A survey conducted by the Modern Women’s Foundation and the hotline association in 2013 showed that intimate-partner violence among gay couples happens at a similar rate as among heterosexual couples.
A survey conducted by Academia Sinica in 2012 found that homosexuals in Taiwan make up more than 4.4 percent of the population, Fan said.
Last year, 64,058 cases of
intimate-partner violence among heterosexual couples were reported, Fan said.
Based on the assumption that the rate is similar among homosexuals, it can hypothesized that there were at least 2,000 cases of intimate-partner violence among homosexual couples that year, Fan said.
However, the Ministry of Health and Welfare said that only 63 cases of same-sex intimate partner violence were reported last year.

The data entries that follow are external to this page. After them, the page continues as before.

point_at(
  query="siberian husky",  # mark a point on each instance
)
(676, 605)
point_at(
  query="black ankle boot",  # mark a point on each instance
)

Based on those figures, more than 90 percent of homosexuals affected by intimate-partner violence do not seek help from government-run support networks, so there is a need to raise awareness about the issue in LGBT communities, he said.
Taiwan LGBT Hotline Association secretary-general Peng Chih-liu (彭治鏐) said that one form of intimate-partner violence unique to the homosexual population is the threat from abusive partners to “out” the other.
Forms of violence in lesbian and gay relationships differ from other types of relationships, Peng said.
Gays are more likely to stalk, harass and intimidate partners, while lesbians endure more verbal harassment from their partners, he said.
Such behavior shows that same-sex couples lack the social support to handle breakups properly, Peng said.